June 08, 2016 17:14 ET

Mag Copper Announces Reduction of Debt

TORONTO, ONTARIO--(Marketwired - June 8, 2016) - Copper Limited ("Mag Copper" or the "Company")
(CSE:QUE) is pleased to announce that it has reached an agreement with arms-length and non-arm's length debt holders to forgive and settle an aggregate of $412,189.74 of debt through the issuance of 8,243,794 common shares of the Company (the "Common Shares") at a price of $0.05 per Common Share (the "Debt Settlement") with the balance of the debt being forgiven by certain creditors. All Common Shares issued in connection with the Debt Settlement are subject to a four month and one day statutory hold period.

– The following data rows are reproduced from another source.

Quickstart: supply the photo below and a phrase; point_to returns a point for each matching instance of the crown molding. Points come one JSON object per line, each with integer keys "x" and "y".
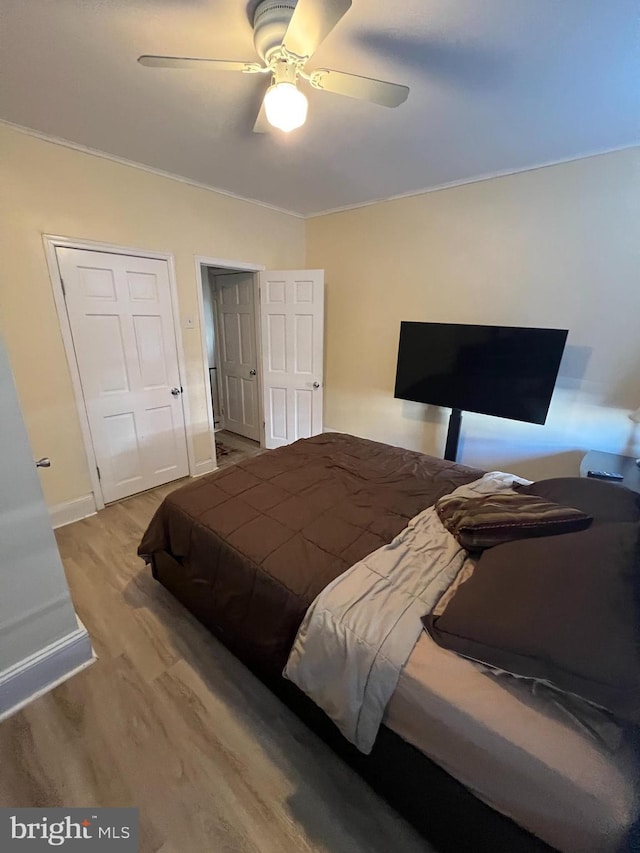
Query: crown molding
{"x": 489, "y": 176}
{"x": 122, "y": 161}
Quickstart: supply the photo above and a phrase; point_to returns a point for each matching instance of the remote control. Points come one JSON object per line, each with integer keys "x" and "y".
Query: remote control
{"x": 605, "y": 475}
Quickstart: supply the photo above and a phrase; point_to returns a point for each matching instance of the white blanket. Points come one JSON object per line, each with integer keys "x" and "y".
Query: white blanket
{"x": 359, "y": 632}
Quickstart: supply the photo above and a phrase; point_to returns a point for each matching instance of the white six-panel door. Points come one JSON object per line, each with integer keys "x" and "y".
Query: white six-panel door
{"x": 238, "y": 364}
{"x": 292, "y": 319}
{"x": 121, "y": 320}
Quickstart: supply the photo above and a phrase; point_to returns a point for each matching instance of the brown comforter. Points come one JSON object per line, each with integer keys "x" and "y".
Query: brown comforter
{"x": 256, "y": 543}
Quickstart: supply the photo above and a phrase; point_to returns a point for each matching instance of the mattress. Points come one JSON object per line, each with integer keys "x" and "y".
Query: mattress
{"x": 254, "y": 544}
{"x": 566, "y": 773}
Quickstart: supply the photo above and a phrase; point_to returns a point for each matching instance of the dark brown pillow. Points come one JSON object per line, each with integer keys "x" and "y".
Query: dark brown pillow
{"x": 605, "y": 502}
{"x": 490, "y": 520}
{"x": 564, "y": 610}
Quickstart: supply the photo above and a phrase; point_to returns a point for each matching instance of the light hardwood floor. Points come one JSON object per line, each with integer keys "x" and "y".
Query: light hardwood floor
{"x": 168, "y": 721}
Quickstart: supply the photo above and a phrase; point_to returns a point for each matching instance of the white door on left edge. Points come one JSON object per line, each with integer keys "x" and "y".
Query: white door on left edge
{"x": 121, "y": 319}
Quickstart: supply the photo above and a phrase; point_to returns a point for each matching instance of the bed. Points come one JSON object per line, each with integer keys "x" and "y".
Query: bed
{"x": 249, "y": 550}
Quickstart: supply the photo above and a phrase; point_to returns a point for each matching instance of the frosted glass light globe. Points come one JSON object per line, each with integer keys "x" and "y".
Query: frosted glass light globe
{"x": 285, "y": 106}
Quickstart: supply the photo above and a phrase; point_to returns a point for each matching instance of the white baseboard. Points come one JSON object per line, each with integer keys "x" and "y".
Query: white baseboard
{"x": 205, "y": 467}
{"x": 70, "y": 511}
{"x": 41, "y": 672}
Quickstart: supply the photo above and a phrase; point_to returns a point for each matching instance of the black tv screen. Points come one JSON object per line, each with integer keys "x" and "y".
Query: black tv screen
{"x": 506, "y": 371}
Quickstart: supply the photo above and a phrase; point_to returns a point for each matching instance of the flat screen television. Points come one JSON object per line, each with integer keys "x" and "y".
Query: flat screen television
{"x": 506, "y": 371}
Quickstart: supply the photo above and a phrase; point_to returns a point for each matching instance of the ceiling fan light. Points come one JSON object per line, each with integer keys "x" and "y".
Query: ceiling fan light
{"x": 286, "y": 106}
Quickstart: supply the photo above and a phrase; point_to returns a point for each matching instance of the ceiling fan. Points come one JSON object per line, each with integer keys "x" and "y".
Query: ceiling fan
{"x": 286, "y": 34}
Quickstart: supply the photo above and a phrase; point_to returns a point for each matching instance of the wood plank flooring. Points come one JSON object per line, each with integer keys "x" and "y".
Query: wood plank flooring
{"x": 167, "y": 720}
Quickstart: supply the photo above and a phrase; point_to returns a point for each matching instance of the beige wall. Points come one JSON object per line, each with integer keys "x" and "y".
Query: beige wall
{"x": 556, "y": 247}
{"x": 47, "y": 188}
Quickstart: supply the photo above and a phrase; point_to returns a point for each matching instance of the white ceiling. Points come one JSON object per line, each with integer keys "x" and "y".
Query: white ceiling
{"x": 496, "y": 86}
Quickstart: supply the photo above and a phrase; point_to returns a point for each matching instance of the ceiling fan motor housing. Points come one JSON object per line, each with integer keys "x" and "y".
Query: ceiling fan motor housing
{"x": 270, "y": 23}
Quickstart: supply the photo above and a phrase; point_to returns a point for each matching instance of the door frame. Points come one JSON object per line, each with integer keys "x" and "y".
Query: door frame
{"x": 51, "y": 243}
{"x": 241, "y": 266}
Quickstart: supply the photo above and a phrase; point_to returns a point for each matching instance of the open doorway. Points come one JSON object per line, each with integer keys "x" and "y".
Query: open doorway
{"x": 230, "y": 336}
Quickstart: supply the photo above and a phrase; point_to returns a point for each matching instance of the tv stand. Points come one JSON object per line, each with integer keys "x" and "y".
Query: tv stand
{"x": 453, "y": 435}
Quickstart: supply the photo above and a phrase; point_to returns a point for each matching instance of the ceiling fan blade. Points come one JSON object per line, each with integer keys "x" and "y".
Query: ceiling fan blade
{"x": 311, "y": 23}
{"x": 363, "y": 88}
{"x": 262, "y": 124}
{"x": 200, "y": 64}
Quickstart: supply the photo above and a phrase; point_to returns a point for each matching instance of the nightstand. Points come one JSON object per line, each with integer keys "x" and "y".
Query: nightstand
{"x": 596, "y": 460}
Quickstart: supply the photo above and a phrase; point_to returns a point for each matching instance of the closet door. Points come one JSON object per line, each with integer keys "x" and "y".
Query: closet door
{"x": 121, "y": 319}
{"x": 292, "y": 322}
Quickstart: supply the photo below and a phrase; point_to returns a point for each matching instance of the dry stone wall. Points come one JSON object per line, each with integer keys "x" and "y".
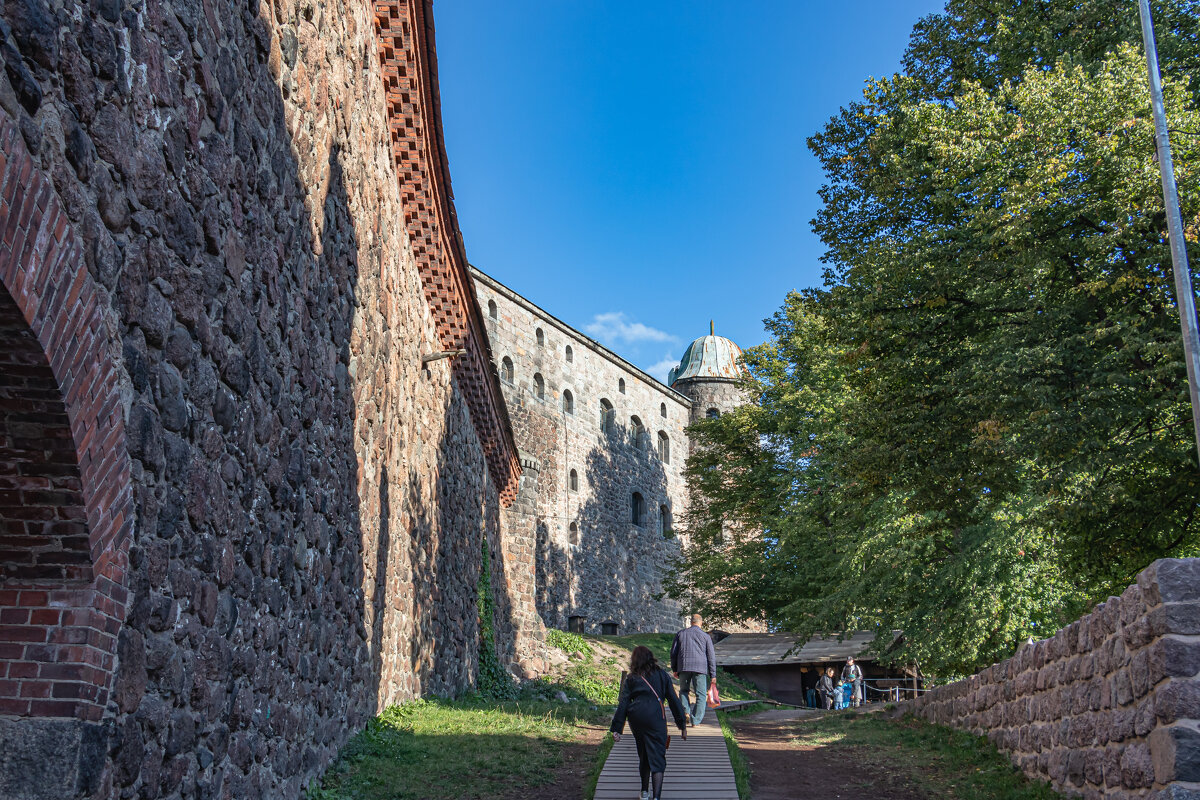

Mr. Terry Loney, a director of the Company, acquired 3,775,154 Common Shares in connection with the Debt Settlement. Mr. Loney will own or control directly, an aggregate of 4,100,554 Common Shares representing approximately 17.1% of the issued and outstanding Common Shares of the Company. Mr. Loney holds stocks options to acquire 80,000 Common Shares (the "Stock Options") of the Company. If Mr. Loney were to exercise all of his Stock Options he would own and aggregate of 4,180,554 Common Shares, representing approximately 17.5% of the Company's then outstanding Common Shares on a partially diluted basis.

Wolf Mountain Diamond Drilling Inc., a company controlled by Kyle Loney, acquired 4,468,640 Common Shares in connection with the Debt Settlement. Mr. Kyle Loney will own or control, directly and indirectly, an aggregate of 4,468,640 Common Shares, representing approximately 18.7% of the issued and outstanding Common Shares of the Company.

A copy of Mr. Terry Loney's and Mr. Kyle Loney's early warning reports in respect of this transaction will be available on the Company's issuer profile on SEDAR at www.sedar.com.

Pursuant to Multilateral Instrument 61-101 - Protection of Minority Security Holders in Special Transactions ("MI 61-101"), the Debt Settlement constitutes a "related party transaction" as related parties of the Company will receive 8,243,794 Common Shares of the Company. The Company is relying on exemptions from the formal valuation and minority approval requirements of MI 61-101, based on the fact that the securities of the Company are only listed on the Canadian National Stock Exchange and the determination that the fair market value of the transaction, insofar as it involves related parties, does not exceed 25% of the market capitalization of the Company. A material change report will be filed less than 21 days before the closing date of the transaction. This shorter period was reasonable and necessary in the circumstances to allow the Company to improve its financial position by reducing its accrued liabilities.

The Canadian National Stock Exchange has not reviewed this press release and does not accept responsibility for the adequacy or accuracy of this news release.

This news release may contain forward-looking statements including but not limited to comments regarding the timing and content of upcoming work programs, geological interpretations, receipt of property titles, potential mineral recovery processes, etc. Forward-looking statements address future events and conditions and therefore, involve inherent risks and uncertainties. Actual results may differ materially from those currently anticipated in such statements.